You’ll notice that there’s only 3 data members:

  1. Our original Vector3Wrapper which we made before.
  2. The CoordinateSpace.
  3. The Transform::Component.

But why are we storing the CoordinateSpace and Transform::Component? Don’t those exist in the template information of Vector3Wrapper? Isn’t that why we just went through the whole rigmarole before?

ThereIsAnother

Unfortunately, Python doesn’t respect our templates. This isn’t a flaw in Python, it’s just that Python and C++ have completely different type systems. C++’s is (almost) entirely compile time while Python’s is (almost) entirely runtime. Creating a templated PyObject would be pointless because that template information would not persist within the Python interpreter’s runtime. It’s still possible for us to make this work entirely compile-time with no additional data members or branches, but it would require us to go back to exhaustively implementing all 50+ permutations of these templated classes as individual non-templated classes.

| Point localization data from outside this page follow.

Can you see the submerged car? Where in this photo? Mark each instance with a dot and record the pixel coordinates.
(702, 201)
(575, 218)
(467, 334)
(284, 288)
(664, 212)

Here’s an example of how just one of the methods on this binding look:

PyFloatObject* py::Vector3Wrapper::GetX()
{
	using enum CoordinateSpace;
	using enum Transform::Component;

	float f;
	if (space == Local)
	{
		if (component == Scale)
		{
			f = reinterpret_cast<Vector3Wrapper<Local, Scale>&>(v).X()
		}
		else
		{
			f = reinterpret_cast<Vector3Wrapper<Local, Translation>&>(v).X()
		}
	}
	else
	{
		if (component == Scale)
		{
			f = reinterpret_cast<Vector3Wrapper<World, Scale>&>(v).X()
		}
		else
		{
			f = reinterpret_cast<Vector3Wrapper<World, Translation>&>(v).X()
		}
	}
	return PyFloat_FromDouble(f);
}

In the full implementation I defer the nested if-else statements to a separate helper method but you get the point.

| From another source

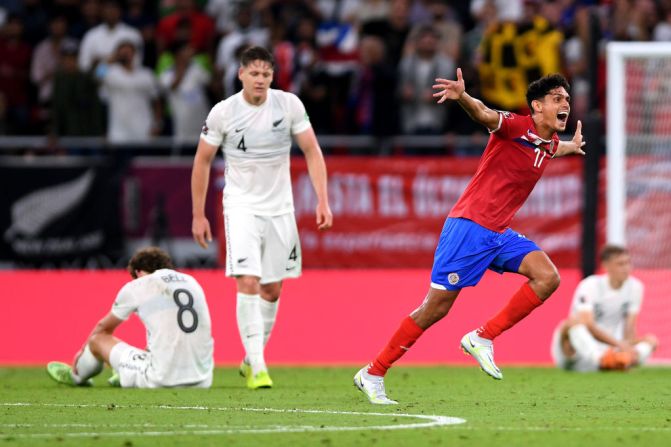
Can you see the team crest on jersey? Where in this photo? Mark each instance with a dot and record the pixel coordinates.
(453, 278)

What we’ve done is create some beautiful templated wrappers, only to hack it apart into separate variables, and then hot glue it back together to get our original template back just so we can invoke the proper method. Our fingers are burnt and the Python side isn’t very pretty, but the final product is functional and has a very minimal amount of duplicate code.

You can find all the source code in this article on my repo.